LIT 4334: The Golden Age of Children's Literature

Anthea the Feminist

on April 4, 2013 2:43pm

During my research for my final paper, I came across a great article on The Five Children and It entitled “E. Nesbit’s Psammead Trilogy: Reconfiguring Time, Nation and Gender” by Michelle Smith. Among her discussion of other social issues presented by the three books, Smith points out that Anthea’s incessant mothering of her siblings seems to be at odds with Nesbit’s personal “unconventional femininity.” As we discussed in class, Nesbit was an intelligent, socially involved woman, so the narrator’s assertion that Anthea was “meant to be a good housekeeper some day” seems awfully backwards (15).

 

Anthea in ten years. Well, this was 1902, probably five years.

Anthea in ten years. Well, this was 1902, probably five years.
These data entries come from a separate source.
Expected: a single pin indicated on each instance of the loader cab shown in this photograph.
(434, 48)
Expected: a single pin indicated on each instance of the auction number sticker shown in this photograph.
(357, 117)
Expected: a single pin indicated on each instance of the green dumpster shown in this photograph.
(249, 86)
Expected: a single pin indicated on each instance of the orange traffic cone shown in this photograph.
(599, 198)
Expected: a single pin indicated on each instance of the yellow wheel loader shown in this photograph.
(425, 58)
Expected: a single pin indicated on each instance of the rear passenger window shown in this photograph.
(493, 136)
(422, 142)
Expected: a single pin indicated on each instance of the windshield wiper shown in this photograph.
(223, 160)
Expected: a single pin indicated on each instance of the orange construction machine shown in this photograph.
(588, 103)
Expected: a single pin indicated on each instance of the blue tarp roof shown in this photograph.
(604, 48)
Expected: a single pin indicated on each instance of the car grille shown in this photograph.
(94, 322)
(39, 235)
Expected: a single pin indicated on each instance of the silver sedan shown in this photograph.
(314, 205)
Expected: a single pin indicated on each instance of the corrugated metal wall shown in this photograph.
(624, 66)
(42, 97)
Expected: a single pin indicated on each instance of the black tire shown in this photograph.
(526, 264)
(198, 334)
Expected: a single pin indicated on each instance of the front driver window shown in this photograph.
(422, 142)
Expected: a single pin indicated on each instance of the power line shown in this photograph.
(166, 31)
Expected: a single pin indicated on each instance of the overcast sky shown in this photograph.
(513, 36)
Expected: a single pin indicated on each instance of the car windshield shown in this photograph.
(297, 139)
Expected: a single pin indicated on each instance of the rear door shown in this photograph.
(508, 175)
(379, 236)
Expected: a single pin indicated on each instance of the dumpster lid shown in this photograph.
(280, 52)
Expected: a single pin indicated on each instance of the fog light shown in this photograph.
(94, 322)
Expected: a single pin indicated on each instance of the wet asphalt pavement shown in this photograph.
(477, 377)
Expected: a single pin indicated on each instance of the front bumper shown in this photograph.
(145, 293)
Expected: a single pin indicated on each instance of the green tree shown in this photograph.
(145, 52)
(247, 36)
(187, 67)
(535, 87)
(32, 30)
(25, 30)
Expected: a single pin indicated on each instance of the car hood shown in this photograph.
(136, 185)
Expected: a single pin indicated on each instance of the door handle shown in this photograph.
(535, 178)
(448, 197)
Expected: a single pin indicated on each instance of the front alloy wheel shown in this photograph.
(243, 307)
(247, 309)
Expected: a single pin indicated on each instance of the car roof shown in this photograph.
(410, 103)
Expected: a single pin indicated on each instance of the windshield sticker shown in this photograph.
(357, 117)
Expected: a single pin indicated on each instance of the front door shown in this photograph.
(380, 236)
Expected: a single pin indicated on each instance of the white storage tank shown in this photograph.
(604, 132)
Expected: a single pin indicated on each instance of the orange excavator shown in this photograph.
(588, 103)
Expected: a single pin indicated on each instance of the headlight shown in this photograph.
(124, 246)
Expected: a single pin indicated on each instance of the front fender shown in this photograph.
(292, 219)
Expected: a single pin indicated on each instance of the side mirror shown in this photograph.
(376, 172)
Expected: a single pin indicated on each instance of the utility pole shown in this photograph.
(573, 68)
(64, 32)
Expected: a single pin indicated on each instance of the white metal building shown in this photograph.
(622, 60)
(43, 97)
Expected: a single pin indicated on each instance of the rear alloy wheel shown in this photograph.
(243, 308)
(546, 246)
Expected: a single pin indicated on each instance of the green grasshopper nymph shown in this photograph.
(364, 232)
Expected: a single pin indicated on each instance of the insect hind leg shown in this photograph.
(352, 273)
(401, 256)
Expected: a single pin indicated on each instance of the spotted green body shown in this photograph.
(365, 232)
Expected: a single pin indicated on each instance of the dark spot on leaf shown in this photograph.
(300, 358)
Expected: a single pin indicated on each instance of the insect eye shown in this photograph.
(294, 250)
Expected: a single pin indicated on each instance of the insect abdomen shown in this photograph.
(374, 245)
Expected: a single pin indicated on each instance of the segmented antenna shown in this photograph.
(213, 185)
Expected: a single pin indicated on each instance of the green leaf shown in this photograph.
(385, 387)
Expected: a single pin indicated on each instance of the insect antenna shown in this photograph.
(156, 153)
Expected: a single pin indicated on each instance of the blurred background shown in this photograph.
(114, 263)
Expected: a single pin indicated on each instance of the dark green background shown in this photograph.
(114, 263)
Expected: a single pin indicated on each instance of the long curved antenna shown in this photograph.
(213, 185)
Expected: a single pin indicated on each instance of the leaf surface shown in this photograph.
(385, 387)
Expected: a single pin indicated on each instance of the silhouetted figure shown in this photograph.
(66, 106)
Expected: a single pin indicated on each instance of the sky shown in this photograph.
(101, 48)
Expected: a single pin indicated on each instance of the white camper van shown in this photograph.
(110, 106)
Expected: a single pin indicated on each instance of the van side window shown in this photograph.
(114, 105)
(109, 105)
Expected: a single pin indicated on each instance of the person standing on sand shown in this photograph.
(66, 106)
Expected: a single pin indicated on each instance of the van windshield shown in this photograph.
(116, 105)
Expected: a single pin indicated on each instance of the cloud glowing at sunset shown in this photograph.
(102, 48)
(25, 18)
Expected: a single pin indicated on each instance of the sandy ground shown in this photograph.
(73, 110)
Smith, however, argues that Anthea’s mothering is actually the source of her strength of character. I found this assertion convincing. She thinks the most clearly, has strong moral convictions and an empathetic temperament. She is the favorite of ‘the Lamb,’ which implies that her patience and quality of care are superior to her other siblings. This hyper-feminine personality seems to encourage her siblings to rely on her, and she wastes no time in expressing her opinions on the right and moral path of action in each of their adventures. Being a child, she lacks complete responsibility, but she makes up for it in quick-wittedness. This mature temperament is not due to age – Anthea is actually younger than Cyril.

 

"Mom-substitute, what should we do?"

“Mom-substitute, what should we do?”

This “feminine shift in the parameters of heroism” allows Anthea to remain feminine and motherly while still being the hero. To me, this is extremely forward-thinking for a novel published in 1902. Feminism is by no means a recent development, but women who choose to cultivate femininity and domesticity, especially by being housekeepers like Anthea, do still suffer accusations of being anti-women. The more women who choose to become educated professionals, the more work we do towards bridging the divide, but this doesn’t mean that the 1950’s housewife aesthetic is inherently against the equality of women – it’s just a different lifestyle choice. This statement has become mostly accepted at present, but during Nesbit’s time, women were still working towards the right to vote: Nesbit’s display of a woman who was feminine and heroic without sacrificing for either was undoubtedly ahead of her time.